Shorter KY Gov. Matt Bevin: Approve My Medicaid Plan Or I'll Shoot This Dog

Except he's not threatening to shoot a dog; he's threatening the lives of nearly half a million of his constituents.

Bevin issues ultimatum: If courts block Medicaid plan, half million Kentuckians will lose care

Gov. Matt Bevin has issued an executive order that would strip Medicaid coverage from nearly half a million Kentuckians should his proposed overhaul of the federal-state health plan be struck down in court.

No one has filed a legal challenge to Bevin's changes to Kentucky's Medicaid program that federal authorities approved Friday.

But several advocacy groups have said some of the changes — such as requiring some "able-bodied" adults to work or volunteer at least 20 hours a week — likely will be challenged in court because they violate federal law that establishes Medicaid purely as a health program and does not authorize work requirements.

Advocates who criticized Bevin's overhaul of Kentucky's Medicaid program were also critical of the executive order he issued Friday, the same day the Centers for Medicare and Medicaid Services approved his plan to reshape Medicaid in Kentucky.

"Is the Governor of Kentucky saying that if he is caught doing something illegal, he will take health care away from hundreds of thousands of Kentuckians who have done nothing wrong?" asked Leonardo Cuello, director of health policy for the National Health Law Program.

Cuello's Washington-based health advocacy group is considering a legal challenge to Bevin's plan.

Yes, it appears that this is exactly what he plans on doing:

The order Bevin filed Friday directs the secretary of the Cabinet for Health and Family Services and the Medicaid commissioner to "take necessary steps to terminate Kentucky's Medicaid expansion" if any part of his plan is struck down in court and all appeals are exhausted.

"ANY PART."

Not even the main work requirement itself, but any part of the plan...which means, I suppose, that if the court only rules that, say, the "financial or health literacy course" isn't kosher, a whopping 490,000 Kentucky residents will be kicked to the curb.

I have no idea what the exact results of Kentucky's Medicaid expansion have been so far, but I'm going to assume they're similar to those in Louisiana, which has around 460,000 residents enrolled.

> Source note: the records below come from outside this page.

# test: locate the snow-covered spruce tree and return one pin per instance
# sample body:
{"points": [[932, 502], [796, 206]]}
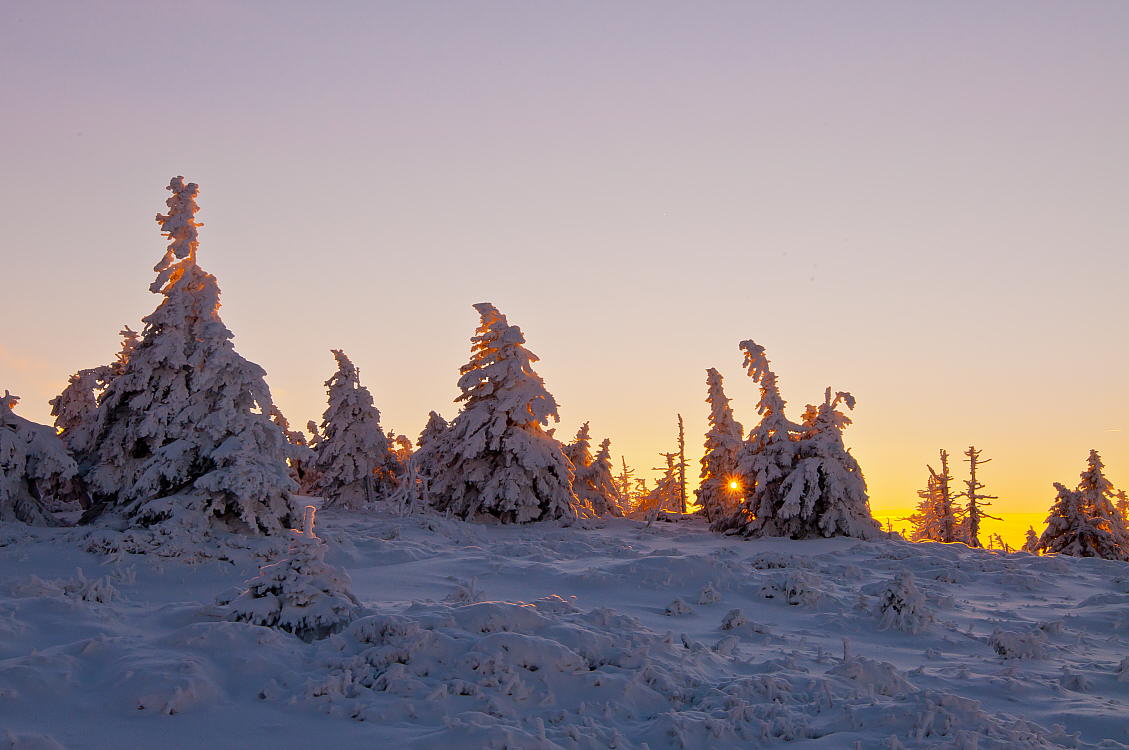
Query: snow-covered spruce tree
{"points": [[300, 593], [497, 459], [422, 459], [600, 479], [902, 607], [298, 454], [592, 482], [35, 468], [825, 494], [353, 464], [1099, 500], [969, 531], [717, 497], [767, 456], [661, 498], [76, 409], [937, 519], [184, 434], [802, 480], [1121, 505], [1070, 531]]}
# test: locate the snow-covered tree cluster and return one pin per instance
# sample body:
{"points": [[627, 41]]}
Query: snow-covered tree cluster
{"points": [[496, 458], [799, 479]]}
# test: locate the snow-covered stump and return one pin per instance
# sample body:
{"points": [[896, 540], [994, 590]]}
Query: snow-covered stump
{"points": [[34, 467], [903, 607], [300, 593]]}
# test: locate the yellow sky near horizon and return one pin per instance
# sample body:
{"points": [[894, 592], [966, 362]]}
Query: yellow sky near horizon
{"points": [[922, 205]]}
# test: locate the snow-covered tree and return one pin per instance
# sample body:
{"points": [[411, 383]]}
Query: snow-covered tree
{"points": [[184, 434], [664, 496], [1099, 500], [353, 462], [592, 482], [902, 607], [497, 458], [300, 593], [298, 453], [1121, 505], [35, 468], [803, 481], [425, 445], [825, 495], [1071, 531], [76, 409], [719, 489], [973, 509], [937, 517], [767, 456]]}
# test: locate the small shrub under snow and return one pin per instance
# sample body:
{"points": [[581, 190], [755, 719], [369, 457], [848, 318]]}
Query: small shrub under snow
{"points": [[902, 607], [1011, 644], [300, 593]]}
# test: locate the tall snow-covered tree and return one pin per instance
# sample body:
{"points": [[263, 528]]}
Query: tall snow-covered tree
{"points": [[973, 509], [1099, 500], [422, 459], [592, 482], [937, 517], [825, 494], [718, 491], [35, 468], [601, 480], [76, 409], [496, 458], [767, 456], [1121, 505], [1071, 531], [184, 434], [298, 453], [626, 485], [353, 464]]}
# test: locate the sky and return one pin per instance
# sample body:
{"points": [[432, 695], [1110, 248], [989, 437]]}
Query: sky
{"points": [[920, 203]]}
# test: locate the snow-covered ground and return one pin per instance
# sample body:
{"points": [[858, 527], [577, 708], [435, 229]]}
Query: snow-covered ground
{"points": [[549, 636]]}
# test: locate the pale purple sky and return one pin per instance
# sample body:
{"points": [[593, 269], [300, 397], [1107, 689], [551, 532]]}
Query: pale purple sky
{"points": [[924, 203]]}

According to the official Louisiana Health Department website, so far ACA Medicaid expansion has had the following results between July 1, 2016 (when expansion went live) and December 4, 2017:

  • 153,822 Adults have received preventive healthcare or new patient services*
  • 28,852 Women gotten screening or diagnostic breast imaging*
  • 282 Women have been diagnosed with breast cancer as a result of this imaging*
  • 17,717 Adults have received colon cancer screening*
  • 5,582 Adults with colon polyps removed: colon cancer averted*
  • 248 Adults diagnosed with colon cancer as a result of this screening*
  • 5,162 Adults newly diagnosed and now treated for Diabetes*
  • 13,077 Adults newly diagnosed and now treated for Hypertension*
  • 40,434 Adults receiving specialized outpatient mental health services*
  • 7,992 Adults receiving inpatient mental health services at a psychiatric facility*
  • 7,218 Adults receiving specialized substance use outpatient services*
  • 7,873 Adults receiving specialized substance use residential services*

Obviously not every case of Cancer, Diabetes or Hypertension is terminal, but even if you limit it to colon and breast cancer diagnoses and/or treatments, that's at least 6,100 Louisiana residents who have likely had their lives saved thanks to ACA Medicaid expansion...in just a year and a half. KY's enrollment is around 7% higher than LA, so that likely translates into around 4,300 lives saved (or at least early cancer diagnoses) per year.

Kentucky's expansion program has been operating for 4 years now. Assuming similar levels of appointments, screenings and so forth, I'm guessing that at least 17,000 Kentucky residents have had their lives saved by ACA expansion to date.

And Matt Bevin just vowed (in writing) to rip it away from nearly a half a million people if he doesn't get everything he wants by the courts.